[PATCH] KVM: x86: handle missing MPX in nested virtualization

[Date Prev][Date Next][Thread Prev][Thread Next][Date Index][Thread Index]

 



When doing nested virtualization, we may be able to read BNDCFGS but
still not be allowed to write to GUEST_BNDCFGS in the VMCS.  Guard
writes to the field with vmx_mpx_supported(), and similarly hide the
MSR from userspace if the processor does not support the field.

We could work around this with the generic MSR save/load machinery,
but there is only a limited number of MSR save/load slots and it is
not really worthwhile to waste one for a scenario that should not
happen except in the nested virtualization case.
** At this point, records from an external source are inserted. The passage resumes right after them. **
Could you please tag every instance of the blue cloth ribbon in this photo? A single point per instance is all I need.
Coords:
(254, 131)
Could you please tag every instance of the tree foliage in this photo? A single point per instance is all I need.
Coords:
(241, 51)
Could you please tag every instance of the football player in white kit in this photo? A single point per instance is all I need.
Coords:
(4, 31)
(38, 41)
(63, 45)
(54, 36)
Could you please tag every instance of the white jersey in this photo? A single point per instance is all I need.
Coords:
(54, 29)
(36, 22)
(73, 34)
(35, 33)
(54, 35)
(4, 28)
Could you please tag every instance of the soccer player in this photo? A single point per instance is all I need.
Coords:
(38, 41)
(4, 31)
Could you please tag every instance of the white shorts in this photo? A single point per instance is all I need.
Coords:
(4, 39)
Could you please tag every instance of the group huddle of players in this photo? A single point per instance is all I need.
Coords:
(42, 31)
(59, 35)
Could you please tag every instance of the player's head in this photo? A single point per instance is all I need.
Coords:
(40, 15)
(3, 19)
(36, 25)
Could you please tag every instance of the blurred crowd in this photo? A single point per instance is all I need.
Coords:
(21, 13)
Based on a patch from Liu Jinsong, who reported it can also fix
problems with buggy VMX microcode.

Reported-by: Robert Hu <robert.hu@xxxxxxxxx>
Signed-off-by: Paolo Bonzini <pbonzini@xxxxxxxxxx>
---
 arch/x86/kvm/cpuid.c |  5 ++---
 arch/x86/kvm/svm.c   |  6 ++++++
 arch/x86/kvm/vmx.c   |  5 +++++
 arch/x86/kvm/x86.c   | 17 +++++++++++++++++
 4 files changed, 30 insertions(+), 3 deletions(-)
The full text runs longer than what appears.